Je n'aurai jamais pensé que l'on me donne une quête aussi rapidement. Cela faisait environ deux ans que j'étais à la colonie. J'étais quelqu'un d'assez discret, à part Max et Hanna je ne fréquentais pas grand monde, à part peut-être cette fille, Sukie. Drôle de nom. Elle était adorable, mais un peu collante. Evidemment, cette quête, je devais la faire avec elle, Max et Hanna. On était quatre. Cela allait être du gâteau au vue de l'équipe. J'étais parti confiant, je n'aurai jamais cru que cela aurait pu arriver.
« On maintient le cap vers le nord, et puis ça devrait aller ! » Je regardais la carte, je n'avais pas forcément un bon sens d'orientation mais je le sentais bien j'étais apaisé.
« On se sépare en deux groupes : toi et Hanna et moi et Sukie. » «
T'es sûr qu'il vaut mieux se séparer ?! » « On aura plus de chance de tomber sur ce foutu monstre assez vite et de rentrer. » « Je te sens nerveux. » « Moi ? Nooon, je suis ravie de faire office de casse-croute. » Fis-je avec un rire jaune. En vérité, oui j'étais tendu. C'était ma première quête, on m'en confiait une et je ne voulais pas la rater. Je n'avais que treize ans, je trouvais ça jeune, Hanna et Max étaient de deux ans plus âgés, Sukie avait le même âge que moi mais c'était une fille et elle avait l'air dans la lune Je ne pouvais pas nier qu'elle me plaisait bien qu'elle soit extrêmement pénible.

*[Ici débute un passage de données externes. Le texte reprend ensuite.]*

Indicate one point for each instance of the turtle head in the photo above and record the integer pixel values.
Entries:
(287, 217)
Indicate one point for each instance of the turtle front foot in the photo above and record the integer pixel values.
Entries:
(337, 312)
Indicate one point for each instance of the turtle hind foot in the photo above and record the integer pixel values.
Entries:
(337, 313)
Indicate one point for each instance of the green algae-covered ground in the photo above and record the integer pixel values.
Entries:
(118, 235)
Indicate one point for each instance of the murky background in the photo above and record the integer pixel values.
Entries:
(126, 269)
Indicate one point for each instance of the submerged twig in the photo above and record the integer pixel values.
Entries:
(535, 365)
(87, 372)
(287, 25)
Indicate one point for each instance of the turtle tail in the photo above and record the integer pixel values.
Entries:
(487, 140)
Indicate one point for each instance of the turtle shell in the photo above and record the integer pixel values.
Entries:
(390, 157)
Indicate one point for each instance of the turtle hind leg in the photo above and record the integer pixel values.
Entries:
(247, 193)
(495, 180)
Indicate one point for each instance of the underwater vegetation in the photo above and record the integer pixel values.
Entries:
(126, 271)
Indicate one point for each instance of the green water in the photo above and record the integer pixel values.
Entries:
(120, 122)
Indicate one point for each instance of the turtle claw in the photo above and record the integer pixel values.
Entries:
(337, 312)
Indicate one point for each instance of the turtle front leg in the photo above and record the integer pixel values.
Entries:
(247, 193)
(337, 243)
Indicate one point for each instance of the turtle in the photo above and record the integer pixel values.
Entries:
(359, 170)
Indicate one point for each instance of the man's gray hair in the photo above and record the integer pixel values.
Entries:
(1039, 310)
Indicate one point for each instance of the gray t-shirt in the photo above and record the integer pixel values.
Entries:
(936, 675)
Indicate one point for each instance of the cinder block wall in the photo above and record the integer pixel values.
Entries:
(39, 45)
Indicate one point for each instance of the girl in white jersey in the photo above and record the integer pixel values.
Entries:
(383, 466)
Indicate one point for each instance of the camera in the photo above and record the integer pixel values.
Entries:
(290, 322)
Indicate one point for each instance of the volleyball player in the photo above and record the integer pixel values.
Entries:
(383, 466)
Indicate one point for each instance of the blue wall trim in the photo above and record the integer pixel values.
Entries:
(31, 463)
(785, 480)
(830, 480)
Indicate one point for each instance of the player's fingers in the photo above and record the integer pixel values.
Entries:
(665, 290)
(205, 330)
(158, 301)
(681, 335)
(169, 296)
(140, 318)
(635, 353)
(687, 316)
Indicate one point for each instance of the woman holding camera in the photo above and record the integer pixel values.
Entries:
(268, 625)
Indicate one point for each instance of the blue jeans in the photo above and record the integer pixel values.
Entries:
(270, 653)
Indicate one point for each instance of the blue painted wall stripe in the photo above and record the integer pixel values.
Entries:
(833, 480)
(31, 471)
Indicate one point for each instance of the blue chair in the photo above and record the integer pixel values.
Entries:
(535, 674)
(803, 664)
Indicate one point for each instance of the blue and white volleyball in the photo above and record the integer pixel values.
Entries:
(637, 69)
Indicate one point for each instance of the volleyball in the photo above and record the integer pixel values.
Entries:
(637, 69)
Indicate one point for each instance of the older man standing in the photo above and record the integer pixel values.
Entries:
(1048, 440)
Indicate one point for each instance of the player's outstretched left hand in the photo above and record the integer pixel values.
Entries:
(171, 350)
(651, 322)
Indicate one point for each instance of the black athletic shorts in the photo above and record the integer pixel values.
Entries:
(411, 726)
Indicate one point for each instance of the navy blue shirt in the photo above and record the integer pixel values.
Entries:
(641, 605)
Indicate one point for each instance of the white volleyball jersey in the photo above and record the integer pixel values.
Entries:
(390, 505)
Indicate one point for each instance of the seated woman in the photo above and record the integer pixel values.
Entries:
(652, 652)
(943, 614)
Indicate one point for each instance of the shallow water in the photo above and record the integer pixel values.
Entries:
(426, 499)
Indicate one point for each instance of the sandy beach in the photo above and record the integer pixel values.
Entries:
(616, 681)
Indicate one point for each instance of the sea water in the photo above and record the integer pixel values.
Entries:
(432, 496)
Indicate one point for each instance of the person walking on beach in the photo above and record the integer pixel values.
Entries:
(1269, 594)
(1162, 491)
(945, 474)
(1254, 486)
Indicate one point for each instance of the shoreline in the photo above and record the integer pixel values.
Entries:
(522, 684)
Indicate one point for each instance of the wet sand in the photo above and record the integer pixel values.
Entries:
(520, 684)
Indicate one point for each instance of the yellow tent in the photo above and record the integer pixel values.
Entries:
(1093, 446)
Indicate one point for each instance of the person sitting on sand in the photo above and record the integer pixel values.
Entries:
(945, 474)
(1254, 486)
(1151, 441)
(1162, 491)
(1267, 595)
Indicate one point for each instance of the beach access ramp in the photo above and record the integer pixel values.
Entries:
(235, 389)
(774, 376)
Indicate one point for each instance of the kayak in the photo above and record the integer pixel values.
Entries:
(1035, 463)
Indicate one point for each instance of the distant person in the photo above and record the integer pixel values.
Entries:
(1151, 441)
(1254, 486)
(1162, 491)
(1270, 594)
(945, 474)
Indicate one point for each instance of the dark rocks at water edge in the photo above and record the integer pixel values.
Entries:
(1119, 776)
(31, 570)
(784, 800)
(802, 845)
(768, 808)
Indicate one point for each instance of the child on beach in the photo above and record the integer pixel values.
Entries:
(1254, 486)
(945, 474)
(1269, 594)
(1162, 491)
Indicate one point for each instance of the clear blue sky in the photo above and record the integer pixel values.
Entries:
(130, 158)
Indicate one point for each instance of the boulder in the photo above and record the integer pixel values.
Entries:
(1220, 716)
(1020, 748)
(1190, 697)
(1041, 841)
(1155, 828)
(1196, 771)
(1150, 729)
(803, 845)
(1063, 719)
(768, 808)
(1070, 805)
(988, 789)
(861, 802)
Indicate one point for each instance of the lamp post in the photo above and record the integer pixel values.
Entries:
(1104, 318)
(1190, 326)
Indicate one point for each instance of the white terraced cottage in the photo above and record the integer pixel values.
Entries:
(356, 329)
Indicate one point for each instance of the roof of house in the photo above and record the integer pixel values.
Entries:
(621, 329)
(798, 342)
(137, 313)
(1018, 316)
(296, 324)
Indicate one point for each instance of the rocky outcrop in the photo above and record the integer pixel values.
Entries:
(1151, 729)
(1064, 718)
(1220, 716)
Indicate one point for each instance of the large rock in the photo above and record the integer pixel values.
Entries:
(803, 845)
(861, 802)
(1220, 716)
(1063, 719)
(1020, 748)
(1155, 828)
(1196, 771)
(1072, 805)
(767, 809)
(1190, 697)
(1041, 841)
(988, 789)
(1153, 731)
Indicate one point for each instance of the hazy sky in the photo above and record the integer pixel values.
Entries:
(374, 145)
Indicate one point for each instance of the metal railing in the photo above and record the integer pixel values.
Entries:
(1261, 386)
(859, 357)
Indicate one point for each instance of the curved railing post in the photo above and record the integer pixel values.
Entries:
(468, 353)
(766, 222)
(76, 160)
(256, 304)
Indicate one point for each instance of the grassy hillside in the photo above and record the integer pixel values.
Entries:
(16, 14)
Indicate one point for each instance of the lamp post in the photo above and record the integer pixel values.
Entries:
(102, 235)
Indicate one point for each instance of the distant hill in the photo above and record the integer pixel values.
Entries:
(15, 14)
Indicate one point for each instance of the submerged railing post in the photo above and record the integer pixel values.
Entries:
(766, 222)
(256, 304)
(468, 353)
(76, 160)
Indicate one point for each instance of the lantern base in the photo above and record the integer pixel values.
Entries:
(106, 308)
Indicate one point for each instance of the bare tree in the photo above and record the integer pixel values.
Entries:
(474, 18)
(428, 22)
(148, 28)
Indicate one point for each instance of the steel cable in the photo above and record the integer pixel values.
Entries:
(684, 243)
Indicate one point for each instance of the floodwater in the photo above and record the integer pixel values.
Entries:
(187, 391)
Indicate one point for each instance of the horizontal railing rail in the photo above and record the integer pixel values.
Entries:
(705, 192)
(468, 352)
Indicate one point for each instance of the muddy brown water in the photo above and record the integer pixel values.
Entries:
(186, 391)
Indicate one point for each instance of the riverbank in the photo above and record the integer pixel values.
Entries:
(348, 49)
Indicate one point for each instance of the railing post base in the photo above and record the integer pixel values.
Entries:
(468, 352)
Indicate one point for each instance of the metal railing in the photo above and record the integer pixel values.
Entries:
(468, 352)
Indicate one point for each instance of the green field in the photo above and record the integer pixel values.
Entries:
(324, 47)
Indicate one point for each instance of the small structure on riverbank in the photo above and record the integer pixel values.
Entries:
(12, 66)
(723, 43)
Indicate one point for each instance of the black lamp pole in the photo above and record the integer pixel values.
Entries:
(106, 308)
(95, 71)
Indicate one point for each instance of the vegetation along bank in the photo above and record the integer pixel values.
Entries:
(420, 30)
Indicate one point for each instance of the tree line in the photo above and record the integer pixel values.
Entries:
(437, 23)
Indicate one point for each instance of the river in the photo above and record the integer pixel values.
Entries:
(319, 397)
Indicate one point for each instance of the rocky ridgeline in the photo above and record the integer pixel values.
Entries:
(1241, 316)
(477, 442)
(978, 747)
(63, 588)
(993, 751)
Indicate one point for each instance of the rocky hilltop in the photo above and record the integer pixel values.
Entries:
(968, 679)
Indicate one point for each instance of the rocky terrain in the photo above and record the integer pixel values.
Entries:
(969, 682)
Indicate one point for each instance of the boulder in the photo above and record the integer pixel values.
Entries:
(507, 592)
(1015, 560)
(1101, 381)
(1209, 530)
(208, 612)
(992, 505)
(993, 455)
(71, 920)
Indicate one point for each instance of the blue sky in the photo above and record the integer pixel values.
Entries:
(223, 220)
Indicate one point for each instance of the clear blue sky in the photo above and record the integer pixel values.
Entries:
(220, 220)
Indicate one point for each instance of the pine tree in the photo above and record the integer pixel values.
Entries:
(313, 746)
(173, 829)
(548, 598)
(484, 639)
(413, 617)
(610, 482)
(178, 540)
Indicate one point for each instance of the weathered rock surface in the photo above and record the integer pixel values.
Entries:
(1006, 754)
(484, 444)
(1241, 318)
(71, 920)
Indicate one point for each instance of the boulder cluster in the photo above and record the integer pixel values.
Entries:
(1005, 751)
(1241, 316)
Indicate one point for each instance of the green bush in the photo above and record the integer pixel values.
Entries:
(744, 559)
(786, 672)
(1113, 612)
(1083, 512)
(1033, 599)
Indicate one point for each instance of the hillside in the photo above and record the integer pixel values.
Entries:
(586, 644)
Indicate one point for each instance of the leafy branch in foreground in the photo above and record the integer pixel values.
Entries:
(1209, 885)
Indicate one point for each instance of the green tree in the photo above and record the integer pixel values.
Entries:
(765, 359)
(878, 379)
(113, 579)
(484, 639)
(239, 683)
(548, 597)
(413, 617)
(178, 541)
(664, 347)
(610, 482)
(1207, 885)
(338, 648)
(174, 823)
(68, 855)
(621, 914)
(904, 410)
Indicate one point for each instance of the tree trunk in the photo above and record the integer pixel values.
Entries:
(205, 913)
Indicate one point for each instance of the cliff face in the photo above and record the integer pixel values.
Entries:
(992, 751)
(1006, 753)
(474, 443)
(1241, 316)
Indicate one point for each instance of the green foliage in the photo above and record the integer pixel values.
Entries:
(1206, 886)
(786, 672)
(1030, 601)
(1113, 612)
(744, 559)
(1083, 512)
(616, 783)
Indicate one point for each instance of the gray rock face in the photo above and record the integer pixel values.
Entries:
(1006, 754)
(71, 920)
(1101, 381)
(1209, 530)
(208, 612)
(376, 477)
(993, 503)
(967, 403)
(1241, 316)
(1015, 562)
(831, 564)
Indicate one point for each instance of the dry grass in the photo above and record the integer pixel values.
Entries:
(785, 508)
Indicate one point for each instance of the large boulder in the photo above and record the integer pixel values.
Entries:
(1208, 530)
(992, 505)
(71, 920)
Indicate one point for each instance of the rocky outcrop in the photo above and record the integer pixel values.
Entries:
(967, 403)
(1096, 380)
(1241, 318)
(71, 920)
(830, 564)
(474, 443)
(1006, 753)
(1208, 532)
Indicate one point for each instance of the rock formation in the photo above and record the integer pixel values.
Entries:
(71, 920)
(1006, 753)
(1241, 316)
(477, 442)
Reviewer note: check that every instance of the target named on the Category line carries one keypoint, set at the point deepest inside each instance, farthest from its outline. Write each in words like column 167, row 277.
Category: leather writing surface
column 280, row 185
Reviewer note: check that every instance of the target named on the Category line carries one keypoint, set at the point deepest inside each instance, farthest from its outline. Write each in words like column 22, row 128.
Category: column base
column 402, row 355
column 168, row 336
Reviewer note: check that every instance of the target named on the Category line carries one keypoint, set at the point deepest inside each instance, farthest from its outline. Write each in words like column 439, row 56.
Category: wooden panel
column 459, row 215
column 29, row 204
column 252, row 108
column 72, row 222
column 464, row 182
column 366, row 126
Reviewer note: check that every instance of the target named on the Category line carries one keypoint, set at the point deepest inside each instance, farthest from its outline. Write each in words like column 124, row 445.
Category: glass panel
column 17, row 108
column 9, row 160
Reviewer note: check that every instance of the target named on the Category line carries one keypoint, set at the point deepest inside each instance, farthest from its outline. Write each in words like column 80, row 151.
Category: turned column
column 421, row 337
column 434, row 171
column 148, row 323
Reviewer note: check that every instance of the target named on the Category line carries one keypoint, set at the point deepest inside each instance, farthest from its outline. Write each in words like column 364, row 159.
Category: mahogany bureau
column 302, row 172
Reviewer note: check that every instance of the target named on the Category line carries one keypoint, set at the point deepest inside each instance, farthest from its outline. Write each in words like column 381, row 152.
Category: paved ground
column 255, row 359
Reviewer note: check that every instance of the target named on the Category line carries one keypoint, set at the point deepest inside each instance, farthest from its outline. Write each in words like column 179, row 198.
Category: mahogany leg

« On arrive. » Fis-je d'un air sombre.
On s'était séparé, et tout aurait du bien se passer. Alors qu'est ce qui avait foiré ? J'avais sorti un gadget que j'avais inventé. Quelque chose pour me propulser en l'air pendant une fraction de minutes. Ca avait marché. Je m'étais élevé, mon épée que j'avais forgé moi-même quelques mois après mon arrivée au camp, en l'air prêt à attaquer. Au fond de moi j'étais terrorisé, et devant affronter ma propre peur et ce monstre je n'avais pas fait attention à Sukie. Je la vis se lancer à corps perdu dans la bataille.
« Sukie NON ! » Fis-je, mais elle ne m'entendit pas. Ce monstre ne l'a pas mangé non, il l'a blessé, gravement et je l'ai vu tombé rapidement vers le sol. Comment elle avait fait pour sauter de cet arbre sur ce monstre ? Aucune idée mais elle était folle. J'avais deux choix : combattre le monstre ou sauver Sukie. J'ai balancé mon épée en plein dans l'oeil du monstre qui se retrouva déséquilibré et je me laissais tomber vers le sol, rattrapant de justesse Sukie. Il y avait du sang, elle était blême, je paniquais.
« Putain. Putain. » Je paniquais totalement. Hanna et Max arrivèrent. J'étais paralysé.
« Hanna, occupe toi d'eux, moi je m'occupe de l'autre tâche ! » Fit-il comme pour s'adresser au monstre.
« Arthur, lâche là. » Mes mains étaient comme crispées sur le corps frêle de Sukie, j'en avais les larmes aux yeux.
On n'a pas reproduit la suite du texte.